Huisartsen en dierenartsen moeten beter samenwerken, zodat vooral huisartsen beter op de hoogte zijn van dierenziektes die ook besmettelijk zijn voor de mens. Vooral op lokaal niveau is meer informatie-uitwisseling nodig, vinden dierenarts en microbioloog Paul Overgaauw van Universiteit Utrecht en veterinair microbioloog Joke van der Giessen van het RIVM. Dit meldt de Gelderlander. 

“Landelijk is wel geregeld dat signalen over bepaalde ziektes bij dieren die ook op mensen betrekking kunnen hebben gesignaleerd worden. Maar op lokaal niveau is er echt winst te behalen”, vinden de microbiologen. Nu al komen we, door globalisering, steeds meer met dieren in contact. Nu is 60 procent van de infecties bij mensen nog afkomstig van dieren, maar dat kan in de toekomst oplopen.

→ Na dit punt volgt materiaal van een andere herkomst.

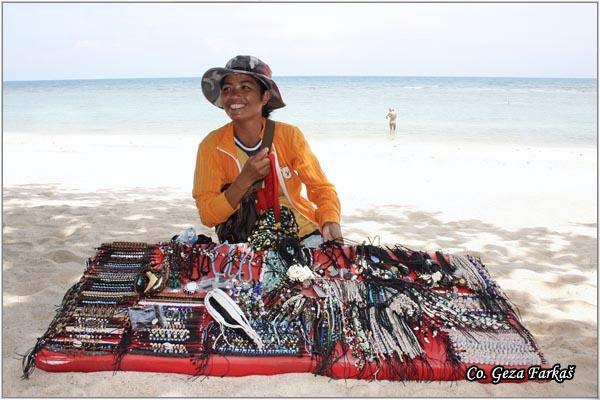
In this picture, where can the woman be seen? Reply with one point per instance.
(229, 155)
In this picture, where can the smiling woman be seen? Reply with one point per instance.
(252, 165)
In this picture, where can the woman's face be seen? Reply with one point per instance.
(241, 98)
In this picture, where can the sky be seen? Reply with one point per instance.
(150, 40)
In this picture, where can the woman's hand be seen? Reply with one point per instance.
(332, 231)
(256, 168)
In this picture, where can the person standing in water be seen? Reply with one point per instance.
(392, 115)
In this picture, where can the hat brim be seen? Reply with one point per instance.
(211, 88)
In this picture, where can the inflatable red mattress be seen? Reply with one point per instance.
(360, 311)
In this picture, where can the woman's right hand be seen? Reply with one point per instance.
(256, 168)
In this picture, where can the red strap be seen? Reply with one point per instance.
(268, 195)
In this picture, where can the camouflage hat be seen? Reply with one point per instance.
(211, 80)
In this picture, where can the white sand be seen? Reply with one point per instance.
(528, 211)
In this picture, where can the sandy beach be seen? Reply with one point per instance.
(528, 211)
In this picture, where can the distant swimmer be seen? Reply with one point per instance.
(392, 115)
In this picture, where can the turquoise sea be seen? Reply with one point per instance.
(518, 110)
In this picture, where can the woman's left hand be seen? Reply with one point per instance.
(332, 231)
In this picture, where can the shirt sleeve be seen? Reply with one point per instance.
(212, 204)
(318, 188)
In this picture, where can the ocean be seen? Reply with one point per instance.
(513, 110)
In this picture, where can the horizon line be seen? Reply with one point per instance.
(308, 76)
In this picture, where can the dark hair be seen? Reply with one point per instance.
(266, 112)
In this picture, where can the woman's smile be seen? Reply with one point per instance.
(241, 96)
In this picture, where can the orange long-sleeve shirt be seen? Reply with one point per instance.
(217, 163)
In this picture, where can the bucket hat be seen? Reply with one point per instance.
(250, 65)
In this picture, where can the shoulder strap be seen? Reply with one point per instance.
(266, 142)
(269, 133)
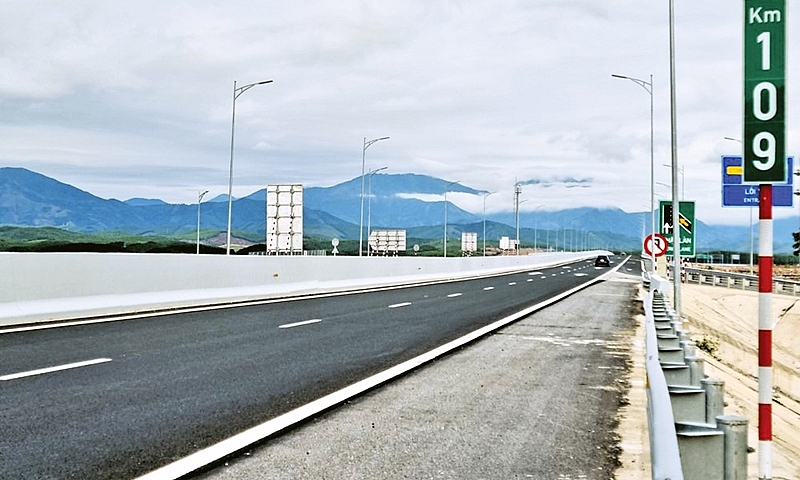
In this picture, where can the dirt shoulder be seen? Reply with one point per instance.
(728, 319)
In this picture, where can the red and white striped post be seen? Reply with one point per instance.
(765, 332)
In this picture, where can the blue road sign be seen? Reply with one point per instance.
(736, 194)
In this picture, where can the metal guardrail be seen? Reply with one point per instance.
(740, 281)
(690, 437)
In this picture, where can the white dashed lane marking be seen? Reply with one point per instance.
(58, 368)
(300, 324)
(397, 305)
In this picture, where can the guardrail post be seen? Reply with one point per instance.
(696, 372)
(735, 452)
(715, 398)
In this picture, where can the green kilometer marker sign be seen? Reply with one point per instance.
(764, 91)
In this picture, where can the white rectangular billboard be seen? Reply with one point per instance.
(284, 219)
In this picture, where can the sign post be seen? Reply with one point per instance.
(764, 154)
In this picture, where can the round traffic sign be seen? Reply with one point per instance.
(655, 245)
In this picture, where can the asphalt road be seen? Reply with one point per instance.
(538, 399)
(169, 386)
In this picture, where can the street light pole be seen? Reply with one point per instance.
(369, 202)
(200, 196)
(676, 231)
(484, 220)
(517, 193)
(236, 93)
(445, 217)
(361, 215)
(648, 86)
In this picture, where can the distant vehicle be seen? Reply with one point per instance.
(602, 261)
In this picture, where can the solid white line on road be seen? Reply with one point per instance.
(299, 324)
(396, 305)
(42, 371)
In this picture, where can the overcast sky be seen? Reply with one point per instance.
(133, 99)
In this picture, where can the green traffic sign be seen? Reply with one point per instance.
(764, 91)
(687, 224)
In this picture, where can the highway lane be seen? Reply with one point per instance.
(178, 383)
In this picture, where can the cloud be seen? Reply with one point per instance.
(481, 92)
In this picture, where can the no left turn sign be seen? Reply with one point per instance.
(655, 245)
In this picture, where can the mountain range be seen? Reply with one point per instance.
(28, 198)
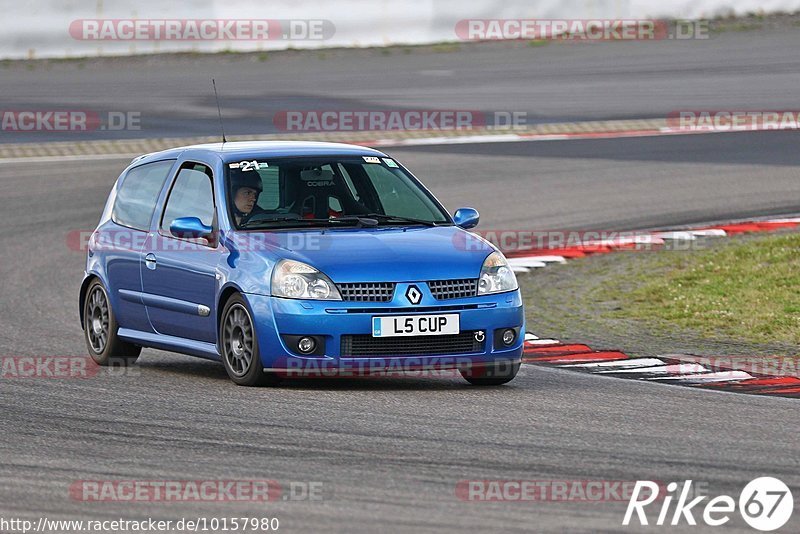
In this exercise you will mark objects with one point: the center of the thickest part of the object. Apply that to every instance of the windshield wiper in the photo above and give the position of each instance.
(398, 218)
(359, 221)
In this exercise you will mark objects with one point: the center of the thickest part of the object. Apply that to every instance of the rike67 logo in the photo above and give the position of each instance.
(765, 503)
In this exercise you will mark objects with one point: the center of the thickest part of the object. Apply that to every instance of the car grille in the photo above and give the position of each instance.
(367, 291)
(366, 346)
(453, 289)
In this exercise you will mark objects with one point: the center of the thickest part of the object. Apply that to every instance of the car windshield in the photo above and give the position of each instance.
(327, 191)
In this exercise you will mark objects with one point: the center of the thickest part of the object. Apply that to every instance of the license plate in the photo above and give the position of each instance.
(415, 325)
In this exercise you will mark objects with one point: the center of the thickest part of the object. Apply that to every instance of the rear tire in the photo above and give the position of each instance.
(100, 330)
(493, 374)
(238, 344)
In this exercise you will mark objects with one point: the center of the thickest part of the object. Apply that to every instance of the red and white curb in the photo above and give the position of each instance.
(685, 370)
(524, 260)
(580, 357)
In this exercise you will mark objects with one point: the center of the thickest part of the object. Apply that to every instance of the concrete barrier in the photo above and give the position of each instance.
(53, 28)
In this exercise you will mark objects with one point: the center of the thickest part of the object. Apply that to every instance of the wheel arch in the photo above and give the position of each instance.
(82, 295)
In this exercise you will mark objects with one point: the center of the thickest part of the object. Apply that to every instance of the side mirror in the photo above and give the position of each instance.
(190, 227)
(466, 218)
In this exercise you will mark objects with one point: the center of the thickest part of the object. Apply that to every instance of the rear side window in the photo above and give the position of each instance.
(191, 196)
(137, 196)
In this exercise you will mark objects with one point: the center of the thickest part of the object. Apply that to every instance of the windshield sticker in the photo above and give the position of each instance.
(249, 165)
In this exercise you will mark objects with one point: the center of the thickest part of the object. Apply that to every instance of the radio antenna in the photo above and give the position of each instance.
(219, 111)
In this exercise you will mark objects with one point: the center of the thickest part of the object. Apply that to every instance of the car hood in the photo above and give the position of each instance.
(382, 254)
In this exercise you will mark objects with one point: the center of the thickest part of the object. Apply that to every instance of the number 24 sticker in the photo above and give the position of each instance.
(249, 165)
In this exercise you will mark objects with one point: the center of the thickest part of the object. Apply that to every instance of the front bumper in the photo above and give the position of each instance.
(334, 321)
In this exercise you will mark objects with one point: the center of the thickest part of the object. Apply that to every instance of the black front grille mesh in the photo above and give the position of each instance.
(366, 346)
(453, 289)
(367, 292)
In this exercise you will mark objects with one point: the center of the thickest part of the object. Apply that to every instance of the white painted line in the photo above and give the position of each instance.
(526, 262)
(81, 157)
(710, 232)
(630, 363)
(676, 235)
(456, 140)
(542, 342)
(674, 369)
(790, 219)
(719, 376)
(550, 259)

Een dierenarts die ziet dat een dier besmet is met een ziekte die ook gevaarlijk is voor de mens, zou dat aan huisartsen in de regio moeten laten weten. Aan de kant van de huisarts is het belangrijk dat deze zich inleest in dierenziektes die overdraagbaar zijn op de mens. Het kan bijvoorbeeld raadzaam zijn om een patiënt naar zijn relatie met zijn hond te vragen. Mag hij in het gezicht likken? Ligt hij in bed? Eet hij rauw vlees? Risicofactoren die kunnen leiden tot ziekte bij de mens.

Meer rekening houden met dierenziektes

Het online platform Onehealth heeft een goed begin gemaakt, maar meer contact tussen huisartsen en dierenartsen is gewenst. Er is echter, naast Onehealth, nog niet veel op touw gezet in Nederland. Vaak genoeg houden huisartsen geen rekening met ziekten die katten en honden kunnen dragen. Q-koorts, hondsdolheid, schurft en ringworm zijn bijvoorbeeld overdraagbaar via deze twee huisdieren.